Однако, если сам установщик не содержит отдельного модуля, т.е. скачивает сам установщик, но тут или сам установщик в целом относить к такому ПО, или не делать детект.

 

К нежелательному ПО тоже сомнительно отнести, исходя из специфики, что сам по себе продукт не несёт явного сомнительного функционала для вреда системе/файлам.

 

Опять же, рассуждения на основе изначально поставленного вопроса.

Что мы можем сделать. 1) детектить это как unwanted или адварь

 

Как видим, по текущей классификации этот вариант потребует усилить контроль за наличием "рекламы" в установщиках, по аналогии с ESET. Либо применять иную специфику (категорию) определений, не несущую явную угрозу.

ставить второй антивирус, когда домик уже занят - это хамство-с. У нас ведь есть все средства чтобы воспрепятствовать? А то - мы на машине стоим, но явно нежелательному софту не препятствуем. Конечно, что говорит тупикал юзер? "Я просто установила программу, а дальше оно само".

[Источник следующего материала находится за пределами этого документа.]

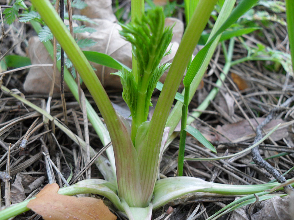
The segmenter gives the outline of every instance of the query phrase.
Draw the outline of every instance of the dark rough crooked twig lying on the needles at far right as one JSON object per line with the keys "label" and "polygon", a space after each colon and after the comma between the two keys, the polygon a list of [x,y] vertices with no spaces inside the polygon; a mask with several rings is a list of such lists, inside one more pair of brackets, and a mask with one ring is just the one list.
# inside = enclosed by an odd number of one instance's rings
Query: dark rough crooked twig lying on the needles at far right
{"label": "dark rough crooked twig lying on the needles at far right", "polygon": [[[254,139],[254,143],[257,143],[262,138],[262,128],[269,123],[276,115],[284,111],[284,107],[288,106],[292,101],[294,101],[294,96],[287,99],[280,107],[274,108],[270,111],[268,116],[264,119],[263,122],[261,122],[257,128],[256,128],[256,137]],[[259,153],[259,145],[255,148],[251,149],[251,155],[252,160],[254,163],[256,163],[258,166],[264,168],[266,171],[268,171],[279,183],[286,182],[286,178],[282,176],[278,170],[276,170],[272,165],[270,165],[267,161],[263,160]],[[292,189],[293,187],[291,185],[287,185],[286,188]]]}

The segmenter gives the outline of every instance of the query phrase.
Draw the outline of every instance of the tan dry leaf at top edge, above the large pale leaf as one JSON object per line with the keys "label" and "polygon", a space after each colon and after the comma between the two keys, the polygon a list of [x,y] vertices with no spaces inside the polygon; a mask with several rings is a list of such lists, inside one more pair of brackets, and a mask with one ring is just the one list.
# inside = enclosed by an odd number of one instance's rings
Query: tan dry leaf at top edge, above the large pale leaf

Предложен вариант, когда есть перспектива расширения функционала продукта, хоть и построенное на тех. же методах. Не исключено, что какие-то функции анализа позволят не обнаруживать такое ПО вирусом при проверке файла, но детектировать "доп. модулем" (превентивная защита). Например, анализируя заголовок родительского приложения и дочернее запускаемое приложение. Если есть значительные отличия, то предупреждать пользователя. В том числе, при попытке установщиком открыть ссылку - не редко установщики "рекламируют" свой сайт/репакера и т.п., предлагая после установки посетить сайт; либо это делается в "скрытой" форме, открывая ссылку аналитики или делая запрос без браузера (подсчёт установок).

Хм, но я считаю, что сам по себе 360 не несет в себе ничего плохого — его спорная репутация возникает именно из-за поведения в виде установки в комплекте (с дополнительным ПО) и тихой установки. Возможно ли реализовать блокировку именно этих потенциальных действий, но не блокировать сам продукт 360?

[农夫三拳有点疼]

Что касается 360, то, похоже, он устанавливает связанное программное обеспечение как во время самой установки, так и после её завершения. Если не вмешаться в этот процесс, в итоге компьютер полностью заполнится программой от 360. При этом речь идет о китайской версии 360 — ситуация с 360TS (360 Total Security) пока не ясна.

Кроме того, сам 360 имеет высокомодульную структуру: многие компоненты устанавливаются только после того, как пользователь кликает по соответствующей иконке.

В такой ситуации, по моему мнению, стоит блокировать установку связанного с 360 ПО, но не препятствовать установке его компонентов.